# Help Trailer Roof Rack



## Backwater Retrievers (Oct 18, 2008)

I am looking to build and mount a roof rack of some type to my enclosed trailer to haul a flat bottom boat. Does anyone have any pictures of racks or tips on how they attached to the trailer.

Thanks for all the help.

Lance


----------



## templey_41 (Jul 19, 2008)

since its a flat bottom ya could just strap it to the top


----------



## goosehunternd (Mar 10, 2006)

Fill the trailer with field dekes and leave the boat at home, problem solved oke:


----------



## DuckZone (Nov 19, 2010)

I would put it in the trailer first and fill with decoys, then when you get where your going you can just pull it all out at once.

DZ


----------



## cut'em (Oct 23, 2004)

How ya going to get it down? or for that matter back up there? Now that I think a little why would you need a trailer full of dekes if your hunting water? Throw it in the back of the truck when hunting water and throw a few dozen floaters in the boat.


----------



## hardcoredecs (Apr 22, 2011)

This thought has also crossed my mind...sometimes its just nice to have a boat with because you never know when your going to have to go with "plan b". But have yet to really come up with a solution for it. Would be interested to see some ideas too.


----------



## sam thieme (Nov 24, 2009)

you can screw 2 "2x4" guides on your roof, so when you push your boat up and settle it in up there it is locked into place. Then You should mount a ring on each side, and strap it down tight.


----------



## sam thieme (Nov 24, 2009)

you can screw 2 "2x4" guides on your roof, so when you push your boat up and settle it in up there it is locked into place. Then You should mount a ring on each side, and strap it down tight.


----------



## dakotashooter2 (Oct 31, 2003)

Another option is to pick up some of the foam bumpers for cartoping canoes. toss over A pair of long rachet straps which can be hooked on the frame and you should be good to go.


----------



## tony00165 (May 3, 2011)

i thought about putting a boat on top also for a plan b on far trips. was thinking about just buying the aluminum ladder racks. yeah they cost more but they would look decent. but the question is how are we gona get it up there


----------



## dakotashooter2 (Oct 31, 2003)

tony00165 said:


> i thought about putting a boat on top also for a plan b on far trips. was thinking about just buying the aluminum ladder racks. yeah they cost more but they would look decent. but the question is how are we gona get it up there


Easy....... stand the boat on end at the end of the trailer..drop the bow on the end of the trailer top..... lift up the transom and push it forward (boat inverted).

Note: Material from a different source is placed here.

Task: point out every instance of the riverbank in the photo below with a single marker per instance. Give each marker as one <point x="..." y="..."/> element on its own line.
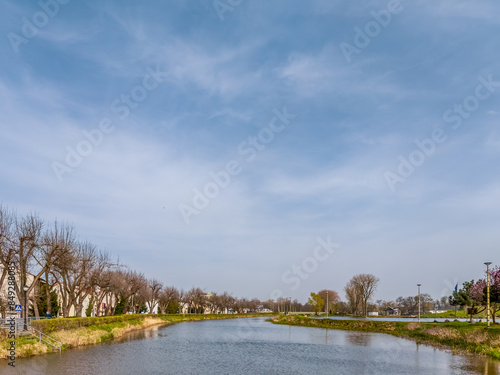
<point x="457" y="336"/>
<point x="73" y="332"/>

Once you figure out the best way it goes pretty smooth. I've done 12' and 14' boats myself. Something bigger might require 2 guys.


----------



## Scraper (Apr 1, 2002)

I've got the same situation. Any idea if the roof can handle the weight? Seems like it should.


----------



## Springer (Dec 21, 2004)

Here is a picture of one for you.


----------



## dmosely (Oct 26, 2011)

buy a boat when you get to Alberta. Hunt the week and then return it. Spam sandwiches for everyone!


----------